Norton yet to pledge to repeal Obamacare

U.S. Senate candidate Jane Norton is feeling heat again on the right Monday. Although health care reform legislation passed Sunday, the battle against it continues around the country and in Colorado. Attorney General John Suthers today joined a lawsuit targeting the health bill on Constitutional grounds and local right bloggers are pressing for Norton to pledge to work to repeal the bill should Coloradans send her to Washington.

In what is becoming a cliche of the Senate primary race, Norton rival Weld County D.A. Ken Buck immediately came out in support of repeal while Norton has left the right hanging: already it is roughly 24 hours after the health reform vote, which in internet time makes Norton about a week late in responding.

jane norton

The calls for candidate pledges came partly in reaction to mainstream analysts suggesting that the deal is done on health reform and that talk of repeal is just that, talk. Exasperated conservative writer David Frum wrote that today’s discussion of repeal is the kind of illusory overheated talk that has made it impossible for leaders on the right to get anything done in Washington.

No illusions please: This bill will not be repealed. Even if Republicans scored a 1994 style landslide in November, how many votes could we muster to re-open the “doughnut hole” and charge seniors more for prescription drugs? How many votes to re-allow insurers to rescind policies when they discover a pre-existing condition? How many votes to banish 25 year olds from their parents’ insurance coverage? And even if the votes were there – would President Obama sign such a repeal?

[…]

I’ve been on a soapbox for months now about the harm that our overheated talk is doing to us. Yes it mobilizes supporters – but by mobilizing them with hysterical accusations and pseudo-information, overheated talk has made it impossible for representatives to represent and elected leaders to lead. The real leaders are on TV and radio, and they have very different imperatives from people in government…. If Republicans succeed – if they govern successfully in office and negotiate attractive compromises out of office – Rush’s listeners get less angry. And if they are less angry, they listen to the radio less, and hear fewer ads for Sleepnumber beds.

At Colorado’s People’s Press Collective conservative-libertarian blogsite, the passion was as real as the rhetoric was heated.

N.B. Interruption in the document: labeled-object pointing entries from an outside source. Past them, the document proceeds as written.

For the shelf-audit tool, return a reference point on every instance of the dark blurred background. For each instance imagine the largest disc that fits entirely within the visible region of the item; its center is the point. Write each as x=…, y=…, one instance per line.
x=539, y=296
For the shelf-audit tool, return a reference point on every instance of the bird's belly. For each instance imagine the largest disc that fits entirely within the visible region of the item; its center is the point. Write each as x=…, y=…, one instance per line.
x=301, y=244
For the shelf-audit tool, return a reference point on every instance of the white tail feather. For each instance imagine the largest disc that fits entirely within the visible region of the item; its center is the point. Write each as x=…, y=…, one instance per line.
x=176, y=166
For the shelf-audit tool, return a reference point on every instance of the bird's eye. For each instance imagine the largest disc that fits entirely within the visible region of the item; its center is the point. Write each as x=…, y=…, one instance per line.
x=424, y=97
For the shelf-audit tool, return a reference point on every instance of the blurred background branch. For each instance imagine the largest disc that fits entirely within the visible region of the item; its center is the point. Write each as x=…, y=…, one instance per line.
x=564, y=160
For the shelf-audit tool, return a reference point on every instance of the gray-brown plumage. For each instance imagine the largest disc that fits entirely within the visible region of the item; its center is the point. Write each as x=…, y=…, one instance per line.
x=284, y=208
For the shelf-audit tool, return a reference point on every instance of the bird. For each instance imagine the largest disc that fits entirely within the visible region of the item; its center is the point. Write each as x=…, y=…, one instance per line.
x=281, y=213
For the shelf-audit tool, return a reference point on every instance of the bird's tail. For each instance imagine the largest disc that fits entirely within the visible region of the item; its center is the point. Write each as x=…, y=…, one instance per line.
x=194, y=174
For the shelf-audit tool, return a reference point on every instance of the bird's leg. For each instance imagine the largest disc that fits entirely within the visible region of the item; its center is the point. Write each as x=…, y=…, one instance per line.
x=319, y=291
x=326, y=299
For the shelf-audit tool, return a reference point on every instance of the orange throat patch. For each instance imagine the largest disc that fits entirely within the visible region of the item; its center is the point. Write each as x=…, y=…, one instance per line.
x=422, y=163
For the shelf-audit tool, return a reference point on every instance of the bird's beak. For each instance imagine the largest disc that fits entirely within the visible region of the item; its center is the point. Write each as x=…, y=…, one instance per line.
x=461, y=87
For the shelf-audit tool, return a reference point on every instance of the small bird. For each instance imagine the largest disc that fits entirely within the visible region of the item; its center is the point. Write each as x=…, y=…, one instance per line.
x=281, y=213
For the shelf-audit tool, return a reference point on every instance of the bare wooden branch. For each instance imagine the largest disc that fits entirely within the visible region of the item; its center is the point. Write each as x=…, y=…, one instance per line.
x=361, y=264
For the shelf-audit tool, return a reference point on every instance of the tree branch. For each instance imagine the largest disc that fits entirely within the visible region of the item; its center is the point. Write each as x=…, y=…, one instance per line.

The Independence Institute’s Jon Caldara:

On Sunday night the US House of Representatives passed what we call “Obama-care.” This is one of the darkest moments in American history.

Rob Natelson:

If there were any doubt that our constitutional protection has been lost, that doubt should be removed by the congressional vote subjecting the personal health care decisions of every American to central governmental authority.

Natelson goes on to cite the phony “New England Journal of Medicine” story on how half the doctors in the nation will now stop practicing.

Mr Bob:

Obama and Pelosi just started a war in this country by using Chicago politics to make healthcare a supposed right rather than a commodity (as it always has been in this free country).

And Ben DeGraw:

It’s the day after the 2700-page Obama Care monstrosity passed the Congress, proving there really is no such thing as a pro-life Democrat and that Leftist Democrat leaders were determined to shove the highly unpopular taxes, mandates and controls down the throat of the American people … now what?

DeGraw asks concerned citizens to support candidates willing to take the repeal pledge because “the cause of liberty and limited government needs us now more than ever.”

He links to a RedState blog post that calls Norton out specifically:

So there should be no tolerance for any Republican, even if he or she has a 100% ACU career rating, who equivocates or attempts to sit on the fence with a finger in the air – all (Ayotte, Norton, Castle, etc.) must come out full-fledged for repeal. We need to make it clear to Michael Steele or whoever it is at the RNC that no Republican who is in any way conflicted about whether this should be repealed should receive a cent of GOP donor money.

These posts were mostly all written well before noon. What has Norton been doing all day?